Di Stefano Becciolini
becciolininetwork.com
La docente Patrizia Londero dell’Istituto Bazoli-Polo di Desenzano, tra le varie circolari ministeriali dell’Ufficio Scolastico Regionale della Lombardia pervenute circa due settimane fa, ne ha trovata una dal titolo “Mettiamo le ali ai nostri sogni”. Il titolo tranquillizzante nascondeva l’iniziativa concordata tra l’Aeronautica Militare e il Ministero dell’Istruzione e del Merito, al fine di “scoprire i valori che ispirano il servizio al Paese” e di fornire ai giovani “uno spunto per l’orientamento della scelta professionale e occupazionale”.
In concreto, venivano invitate le scuole “di ogni ordine e grado” a partecipare il prossimo 16 aprile a una gita d’istruzione presso la base militare di Ghedi (Brescia).

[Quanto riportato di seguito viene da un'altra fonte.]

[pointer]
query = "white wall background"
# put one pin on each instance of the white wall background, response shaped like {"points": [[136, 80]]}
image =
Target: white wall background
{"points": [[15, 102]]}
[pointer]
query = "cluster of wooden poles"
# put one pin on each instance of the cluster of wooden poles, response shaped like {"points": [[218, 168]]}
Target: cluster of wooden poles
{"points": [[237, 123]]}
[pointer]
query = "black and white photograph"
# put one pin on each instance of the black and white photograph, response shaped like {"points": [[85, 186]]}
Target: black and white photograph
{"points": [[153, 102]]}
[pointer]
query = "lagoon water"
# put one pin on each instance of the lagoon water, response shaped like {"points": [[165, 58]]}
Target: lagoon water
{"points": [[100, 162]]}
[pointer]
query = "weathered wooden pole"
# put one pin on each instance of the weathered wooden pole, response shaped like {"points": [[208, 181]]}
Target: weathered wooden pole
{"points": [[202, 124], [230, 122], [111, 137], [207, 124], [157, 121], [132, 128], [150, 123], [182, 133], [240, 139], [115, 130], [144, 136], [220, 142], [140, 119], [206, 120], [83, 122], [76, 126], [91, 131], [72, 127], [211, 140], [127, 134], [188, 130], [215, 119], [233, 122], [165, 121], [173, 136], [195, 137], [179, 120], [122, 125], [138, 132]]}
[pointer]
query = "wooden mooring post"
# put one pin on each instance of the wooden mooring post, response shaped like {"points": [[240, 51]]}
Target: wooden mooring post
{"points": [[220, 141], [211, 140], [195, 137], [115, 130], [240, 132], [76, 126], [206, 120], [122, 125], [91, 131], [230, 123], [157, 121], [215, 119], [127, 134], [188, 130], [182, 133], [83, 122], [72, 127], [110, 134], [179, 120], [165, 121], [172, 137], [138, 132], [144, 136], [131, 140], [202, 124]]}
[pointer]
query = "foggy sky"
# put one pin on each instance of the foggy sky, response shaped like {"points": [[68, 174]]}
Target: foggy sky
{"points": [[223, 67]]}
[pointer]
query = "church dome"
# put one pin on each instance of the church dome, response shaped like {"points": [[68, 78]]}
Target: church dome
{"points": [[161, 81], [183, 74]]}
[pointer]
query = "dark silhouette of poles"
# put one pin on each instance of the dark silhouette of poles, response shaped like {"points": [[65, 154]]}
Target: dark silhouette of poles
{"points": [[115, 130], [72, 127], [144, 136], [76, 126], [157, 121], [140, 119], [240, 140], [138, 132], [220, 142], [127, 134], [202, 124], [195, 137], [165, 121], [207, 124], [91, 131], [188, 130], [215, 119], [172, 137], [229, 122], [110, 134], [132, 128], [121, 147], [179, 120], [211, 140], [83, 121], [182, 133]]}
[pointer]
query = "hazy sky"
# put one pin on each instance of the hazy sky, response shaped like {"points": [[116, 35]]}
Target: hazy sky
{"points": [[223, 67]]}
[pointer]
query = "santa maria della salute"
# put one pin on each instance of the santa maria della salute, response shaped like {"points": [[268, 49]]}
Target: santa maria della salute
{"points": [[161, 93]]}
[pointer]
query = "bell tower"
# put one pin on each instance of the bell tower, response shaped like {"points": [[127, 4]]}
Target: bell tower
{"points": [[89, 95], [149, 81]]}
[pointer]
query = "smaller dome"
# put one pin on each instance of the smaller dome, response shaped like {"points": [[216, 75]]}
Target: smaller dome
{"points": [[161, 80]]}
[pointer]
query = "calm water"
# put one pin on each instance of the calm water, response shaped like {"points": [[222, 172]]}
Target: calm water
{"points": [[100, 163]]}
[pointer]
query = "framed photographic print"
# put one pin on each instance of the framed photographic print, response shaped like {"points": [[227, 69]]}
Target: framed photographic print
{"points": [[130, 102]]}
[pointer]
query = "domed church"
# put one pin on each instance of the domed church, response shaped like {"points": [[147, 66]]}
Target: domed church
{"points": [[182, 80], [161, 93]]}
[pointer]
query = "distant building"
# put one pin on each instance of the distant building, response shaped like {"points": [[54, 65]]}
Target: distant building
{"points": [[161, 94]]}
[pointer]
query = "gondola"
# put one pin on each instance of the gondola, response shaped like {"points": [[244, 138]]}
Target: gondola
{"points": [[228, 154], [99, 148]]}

Prontamente, la docente Patrizia Londero ha proposto una lettera di protesta indirizzata al Ministro dell’Istruzione, Giuseppe Valditara. Ad oggi hanno aderito più di 400 docenti, non solo della regione Lombardia.
Nel testo della lettera si denuncia: “Mentre assistiamo impotenti allo sgretolarsi del diritto umanitario in numerose zone del mondo, vediamo un fiorire di iniziative che esortano le scuole a far partecipare gli alunni a mostre d’armi, basi militari, parate, addestramenti, alza-bandiera e incontri con l’esercito”, in una logica che nulla ha a che fare con valori come la “convivenza pacifica, democratica, centrata sul confronto e sul dialogo” che dovrebbero essere al centro dell’istruzione scolastica. Gli insegnanti chiedono quindi l’annullamento della gita a Ghedi, così come di ogni intrusione dell’immaginario bellico nella formazione dei bambini e dei ragazzi.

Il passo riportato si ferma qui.